Rassegna Stampa

FRITTELLE DI UNA VOLTA NON SFRIGOLANO PIÙ – Vitoronzo Pastore

LE FRITTELLE DELLA NONNA

Negli anni ’50 alla vigilia dell’Immacolata in tutte le semplici abitazioni si scodellano frittelle. Gli studenti non vedono l’ora che la campanella della scuola annunci la fine delle lezioni, per affondare i denti nelle soffici frittelle. Chi zappa la terra, sega assi di legno o si sporca le mani nelle officine e nelle fabbriche, lancia una furtiva occhiata all’orologio. La luce è stata accesa prima che sorgesse il sole e la cucina ferve di preparativi. Il tavoliere, che normalmente viene usato una volta alla settimana per confezionare il pane, fa la sua apparizione in questo giorno. La sera precedente le mamme hanno provveduto a comprare gli ingredienti necessari per la preparazione delle frittelle. Ora, indossano una bianca bandana sulla testa, ed un grembiule protegge gonna e pullover. Intorno alla lampada della zona di lavoro svolazza un denso turbinio di pulviscolo bianco. Come per incanto un bianco cratere vulcanico spunta al centro della pianura di abete ed un rivoletto di tiepida acqua, leggermente salata, impregnata di disciolto lievito madre, scroscia timidamente da una brocca di vetro. Laboriose mani femminili impastano l’acqua con farina. Quando diventano appiccicose, una spolveratina di candida neve restituisce agilità e scioltezza. Finalmente si ottiene una montagnola mammellonare, un impasto, soffice come un seno muliebre, che rimane a riposo al calduccio sotto una spessa coperta di ruvida lana.

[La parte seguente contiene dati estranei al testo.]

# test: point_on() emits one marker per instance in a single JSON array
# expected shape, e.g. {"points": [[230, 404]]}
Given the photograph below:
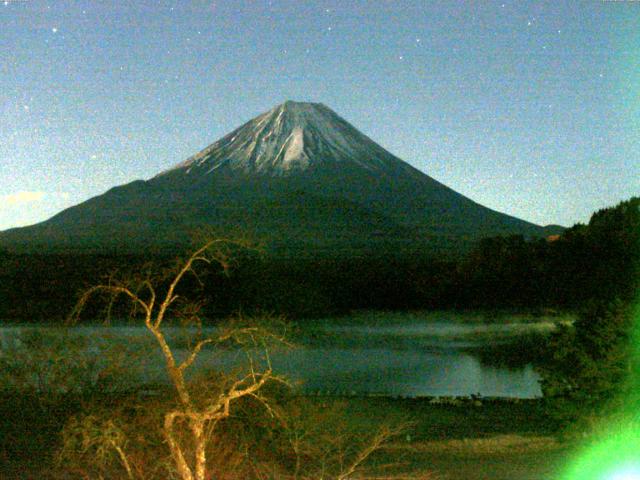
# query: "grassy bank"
{"points": [[488, 439]]}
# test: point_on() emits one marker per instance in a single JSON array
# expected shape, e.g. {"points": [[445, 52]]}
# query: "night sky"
{"points": [[530, 108]]}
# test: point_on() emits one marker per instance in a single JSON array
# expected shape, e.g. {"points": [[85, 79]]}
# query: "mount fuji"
{"points": [[299, 177]]}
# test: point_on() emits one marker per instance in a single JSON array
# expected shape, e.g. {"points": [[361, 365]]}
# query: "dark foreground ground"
{"points": [[492, 440]]}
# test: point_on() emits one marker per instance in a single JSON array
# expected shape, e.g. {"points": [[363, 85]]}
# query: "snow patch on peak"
{"points": [[294, 152], [291, 137]]}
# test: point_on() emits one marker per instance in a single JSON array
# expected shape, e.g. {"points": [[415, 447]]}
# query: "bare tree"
{"points": [[188, 425]]}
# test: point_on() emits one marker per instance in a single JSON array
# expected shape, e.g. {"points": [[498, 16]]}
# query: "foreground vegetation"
{"points": [[76, 421], [438, 440]]}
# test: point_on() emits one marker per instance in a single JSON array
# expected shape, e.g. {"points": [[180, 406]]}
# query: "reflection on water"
{"points": [[428, 361]]}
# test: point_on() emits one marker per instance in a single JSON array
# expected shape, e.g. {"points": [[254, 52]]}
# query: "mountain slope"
{"points": [[299, 176]]}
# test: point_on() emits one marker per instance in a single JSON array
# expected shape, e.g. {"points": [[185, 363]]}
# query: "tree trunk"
{"points": [[197, 428]]}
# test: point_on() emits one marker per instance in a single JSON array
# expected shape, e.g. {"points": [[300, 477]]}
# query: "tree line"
{"points": [[585, 262]]}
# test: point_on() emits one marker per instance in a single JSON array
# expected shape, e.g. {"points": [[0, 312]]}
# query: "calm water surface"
{"points": [[409, 360]]}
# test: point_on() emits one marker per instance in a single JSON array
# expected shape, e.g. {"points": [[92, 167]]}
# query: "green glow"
{"points": [[615, 457], [615, 453]]}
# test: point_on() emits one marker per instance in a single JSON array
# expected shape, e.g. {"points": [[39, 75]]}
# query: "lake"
{"points": [[410, 358]]}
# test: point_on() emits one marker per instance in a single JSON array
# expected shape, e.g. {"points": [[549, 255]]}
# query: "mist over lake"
{"points": [[402, 357]]}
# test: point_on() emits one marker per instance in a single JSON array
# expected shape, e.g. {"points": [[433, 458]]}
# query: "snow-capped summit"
{"points": [[299, 177], [291, 137]]}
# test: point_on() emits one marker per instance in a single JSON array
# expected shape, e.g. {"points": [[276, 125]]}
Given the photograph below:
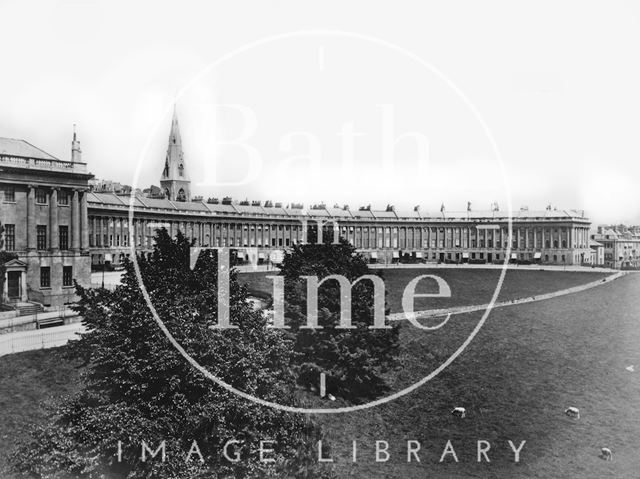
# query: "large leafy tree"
{"points": [[137, 387], [4, 257], [353, 360]]}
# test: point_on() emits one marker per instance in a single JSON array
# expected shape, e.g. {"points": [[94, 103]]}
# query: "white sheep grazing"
{"points": [[573, 412], [606, 454], [459, 411]]}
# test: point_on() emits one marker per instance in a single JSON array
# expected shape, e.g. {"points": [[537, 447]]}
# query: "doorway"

A metà mattinata, quando l’impasto si arricchisce di alveoli, si prelevano ritagli di pasta modellati in varie forme. Con somma cautela finiscono uno alla volta nella padella, colma di olio evo in ebollizione, dal quale sale una colonna di fumo che opacizza i vetri del balcone. Dopo il tuffo emergono le creste delle sfrigolanti frittelle, sempre più gonfie fino a diventare zattere in un ribollente mare dorato.

Di solito se ne producono due tipi, semplici o farciti con tonno, ricotta inacidita, mozzarella, polpette di ricotta intrisa di tuorlo d’uovo ed un composto di cipolle, pomodorini ed olive. Aperta la porta, una zaffata di fragranze orgogliosamente dà il buon giorno, e gli occhi si dilatano alla vista di frittelle che civettuole troneggiano sul tavolo della cucina o della stanza da pranzo. Non si provvede neanche a sciacquarsi le mani, prese da una smania incoercibile. Alcuni panzerotti, i primi ad essere raccolti, sono già freddi, altri, ancora tiepidi, e gli ultimi, che da poco sono finiti nella schiumarola scottano, mentre nella padella l’olio continua a gorgogliare allegramente. Tutta impolverata di farina e sudata all’inverosimile, la cara massaia continua a farcire gli ultimi ritagli di pasta.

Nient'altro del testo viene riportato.